Appeals Court Strikes Down NSA Phone Spying Program in ACLU Lawsuit
NEW YORK – In a landmark decision, a federal appeals court unanimously ruled today that the NSA’s phone-records surveillance program is unlawful.
The Second Circuit Court of Appeals held that the statute the government is relying on to justify the bulk collection of phone records – Section 215 of the Patriot Act – does not permit the gathering of Americans’ sensitive information on such a massive scale. The case was filed by the American Civil Liberties Union and the New York Civil Liberties Union in June 2013, immediately after NSA whistleblower Edward Snowden disclosed the existence of the program.
“The current reform proposals from Congress look anemic in light of the serious issues raised by the Second Circuit,” said Anthony D. Romero, executive director of the ACLU. “Congress needs to up its reform game if it’s going to address the court’s concerns.”
The government had argued in the case, ACLU v. Clapper, that the court should not consider the lawfulness of the program at all, arguing that the ACLU lacked “standing” to challenge the surveillance and that Congress had “precluded” judicial review except by the Foreign Intelligence Surveillance Court, which meets in secret, rarely publishes its decisions, and generally hears argument only from the government. Today’s decision rejects those arguments.
The ruling aligns with the lower court decision in a similar lawsuit in Washington, Klayman v. Obama, in which U.S. District Judge Richard J. Leon found the NSA program to be likely unconstitutional. The government’s appeal of that case was argued on November 4. Another challenge to the phone-records program was argued before the Ninth Circuit Court of Appeals on December 4.

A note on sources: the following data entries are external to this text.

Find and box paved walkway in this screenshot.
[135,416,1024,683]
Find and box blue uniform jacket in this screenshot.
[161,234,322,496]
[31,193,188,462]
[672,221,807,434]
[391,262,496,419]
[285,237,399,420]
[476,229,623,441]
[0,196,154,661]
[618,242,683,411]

“This decision is a resounding victory for the rule of law,” said ACLU Staff Attorney Alex Abdo, who argued the case before the three-judge panel in September. “For years, the government secretly spied on millions of innocent Americans based on a shockingly broad interpretation of its authority. The court rightly rejected the government’s theory that it may stockpile information on all of us in case that information proves useful in the future. Mass surveillance does not make us any safer, and it is fundamentally incompatible with the privacy necessary in a free society.”
The ACLU is a customer of Verizon Business Network Services, which, as revealed in The Guardian, received a secret order from the Foreign Intelligence Surveillance Court compelling the company to turn over “on an ongoing daily basis” phone call details such as whom calls are placed to and from, and when those calls are made. The lawsuit argued that the government’s blanket seizure of the ACLU’s phone records compromises the organization’s ability to carry out its work and to engage in legitimate communications with clients, journalists, advocacy partners, whistleblowers, and others.
“This ruling focuses on the phone-records program, but it has far broader significance, because the same defective legal theory that underlies this program underlies many of the government’s other mass-surveillance programs,” said Jameel Jaffer, ACLU deputy legal director and lead counsel in the case. “The ruling warrants a reconsideration of all of those programs, and it underscores once again the need for truly systemic reform.”
The court wrote in its opinion, “If the government is correct, it could use Section 215 to collect and store in bulk any other existing metadata available anywhere in the private sector, including metadata associated with financial records, medical records, and electronic communications (including e‐mail and social media information) relating to all Americans. Such expansive development of government repositories of formerly private records would be an unprecedented contraction of the privacy expectations of all Americans.”
The attorneys on the case are Jaffer and Abdo along with Brett Max Kaufman and Patrick Toomey of the ACLU, and Arthur N. Eisenberg and Christopher T. Dunn of the NYCLU.